Concept 22 DNA words are three letters long.
Marshall Nirenberg, Har Gobind Khorana, and Robert Holley shared the 1968 Nobel Prize for Physiology and Medicine. Nirenberg and Khorana cracked the genetic code. Holley sequenced and deduced the structure of the first tRNA molecule.
Har Gobind Khorana (1922-2011)
Har Khorana was born in Raipur, West Pakistan. His father was a clerk in the British Indian government. Although the family was not well-to-do, Khorana's father made sure that his children had an education.
Khorana went to Punjab University in Lahore and graduated with a Master of Science. In 1945, a fellowship from the government of India gave him the opportunity to study abroad. He went to the University of Liverpool where he obtained his doctorate.
Khorana spent the next few years doing post-doctorate work, first at the Eidgenössische Technische Hochschule in Zurich, then at Cambridge University with G. W. Kenner and Lord Alexander R. Todd. It was at Cambridge that Khorana developed an interest in proteins and nucleic acids.

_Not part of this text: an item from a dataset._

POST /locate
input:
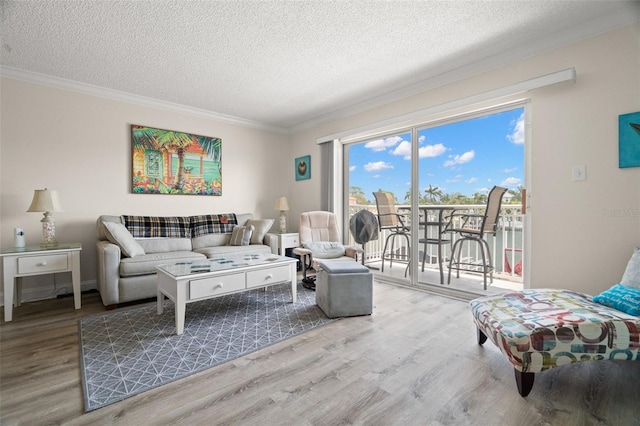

In 1952, Khorana was offered a job at the University of British Columbia where he was able to work fairly independently on various research projects involving phosphate esters and nucleic acids. The work on the chemical synthesis of ribotrinucleotides for protein synthesis was initiated at this time.
In 1960, Khorana accepted a position in the Institute for Enzyme Research at the University of Wisconsin. He continued working on nucleotide synthesis and cracking the genetic code. For this work Khorana shared the 1968 Nobel Prize in Physiology or Medicine with Robert Holley and Marshall Nirenberg.
From 1970 until his retirement in 2007, Khorana was the Alfred P. Sloan Professor of Biology and Chemistry at the Massachusetts Institute of Technology. The Khorana Program was founded in his honor in 2007 by the University of Wisconsin-Madison, the Government of India, and the Indo-US Science and Technology Forum, with the mission to build a community of scientists, industrialists, and social entrepreneurs in the United States and India.
Modern methods used to synthesize oligonucleotide PCR primers are still based on the principles of Khorana's method to make defined sequences of DNA for his experiments.
Why is redundancy built into the genetic code? Why not just have the "extra" codons not code for anything at all?